After the fall of man, Adam and Eve hid themselves from the presence of the LORD God (Genesis 3:8). The word translated "presence" literally means "face". Adam and Eve must have seen some material manifestation of God. Moses saw God in the form of a burning bush (Exodus 3:2), and it was this sight that caused Moses to turn aside. Later God spoke face to face with Moses in the cloudy pillar (Exodus 33:10-11). It was this same cloudy pillar that the Israelites followed in order to know when to march and when to stop (Exodus 40:36-37). These are just a few examples where God must have known that man needed a physical manifestation of God.
Joshua, Gideon, and Samson's parents, are among those in the Old Testament who saw a being, who acted in the name of Jehovah, commonly referred to as the angel of the LORD (Joshua 5:13-15; Judges 6:12-24; 13:1-23). In each of these examples, there is no doubt that this being had the appearance of a man because He at first was mistaken for that. Also, there is no doubt that this being was God because He allowed those that saw Him to worship Him. Consider also Exodus 24:10.
III. SuperiorityWhich is the superior - matter or spirit?
When Israel put their trust in the strength of Egypt, the prophet Isaiah reminded them that "the Egyptians are men, and not God; and their horses flesh, and not spirit "(Isaiah 31:3). Isaiah believed that spirit was mightier than flesh. Also, matter can be destroyed, but spirit seems to be indestructible (Luke 12:4-5). Lastly, it is not flesh and blood that we wrestle against, but rather, it is spiritual warfare in which we are involved (Ephesians 6:12). It would therefore seem that spirit is superior to matter.
How many of us, by our actions, show our objection to this? Who is it that we fear the most? Where do we put our trust? The truth is that we only practice what we really believe. Do we really believe that spirit is superior to matter?

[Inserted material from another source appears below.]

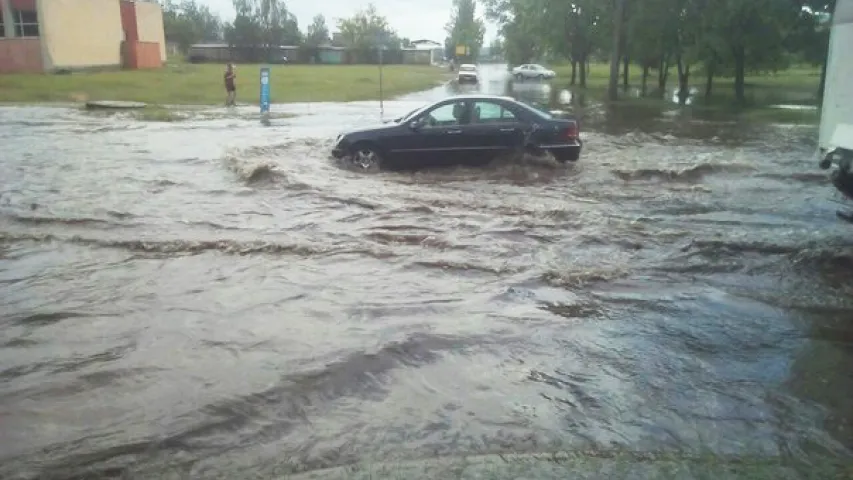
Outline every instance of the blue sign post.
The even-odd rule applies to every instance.
[[[261,117],[270,115],[270,67],[261,67]]]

Though we have attempted to outline some details about the spirituality of God, our human mind can only grope in the darkness when it comes to fully comprehending what a spirit is. Our feeble understanding of the essence of God should therefore help us to realize how awesome God is. Despite the ego of modern humanistic thinking, it should be clear that God is far superior to man. In addition, we should conclude that God cannot be compared to anything on this earth, but this is a subject all by itself and will be covered more fully in the next lesson.